Helmut Schmidt gelte in den Augen der Öffentlichkeit als Macher, aber er habe auch viel über Grundsätzliches nachgedacht, sagte Albrecht Müller, Schmidts Planungschef im Kanzleramt. Er könne vor und nach ihm keinen Bundeskanzler finden, der mit solcher Überzeugung grundlegende Erwägungen propagiert hat. Dazu gehöre auch seine frühe Warnung vor der Kommerzialisierung aller Lebensbereiche.

Albrecht Müller im Gespräch mit Ann-Kathrin Büüsker | 10.11.2015
    Helmut Schmidt sitzt am Schreibtisch, links hinter ihm eine Bücherwand.

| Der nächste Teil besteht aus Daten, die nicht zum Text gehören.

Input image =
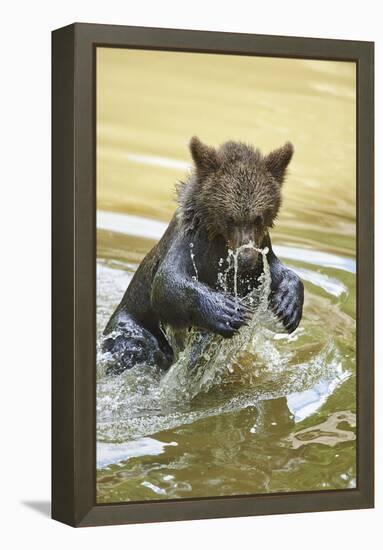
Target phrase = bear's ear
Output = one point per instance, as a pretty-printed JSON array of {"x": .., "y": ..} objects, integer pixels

    Bundeskanzler Helmut Schmidt 1976 am Schreibtisch seines neuen Arbeitszimmers im Kanzleramt in Bonn. (dpa)
    Ann-Kathrin Büüsker: Über das politische Wirken und die Person Schmidt habe ich vor dieser Sendung mit einem Mann gesprochen, der über mehrere Jahre hinweg eng mit Schmidt zusammengearbeitet hat. Albrecht Müller war von 1973 bis 1982 Planungschef im Kanzleramt, erst unter Willy Brandt, dann unter Helmut Schmidt. Und ich habe ihn gefragt, wie er Helmut Schmidt erlebt hat.
    Albrecht Müller: Ich habe ihn als angenehm erlebt. Wir waren ja nicht immer gleicher Meinung. Das war ihm auch bekannt und mir bekannt. Als Willy Brandt ging, dann haben wir überlegt. Er hat überlegt, ob er mich behalten will, und ich habe überlegt, ob ich für ihn arbeiten will. Und dann war das eine ganz faire solide Basis.
    Büüsker: Wo waren sie denn unterschiedlicher Meinung?
    Müller: Im Umgang mit seiner Partei zum Beispiel. Er hatte ein unangenehmes Verhältnis zu denen, die sich Links nennen in der SPD, und ich habe ein vernünftiges Verhältnis zu allen gehabt. So denke ich zumindest. Und wir hatten da auch sozusagen strategische Unterschiede. Ich habe ihn sehr oft darauf aufmerksam gemacht, dass der Wahlerfolg zum Beispiel von Willy Brandt nur deshalb so groß war, weil er beide Elemente in der SPD, die eher konservativen als auch die eher progressiven, wahrnahm und ernstnahm, und nur in der Kombination Brandt-Schmidt kann die SPD erfolgreich sein, und das hat Helmut Schmidt nicht so ganz gesehen und eingesehen.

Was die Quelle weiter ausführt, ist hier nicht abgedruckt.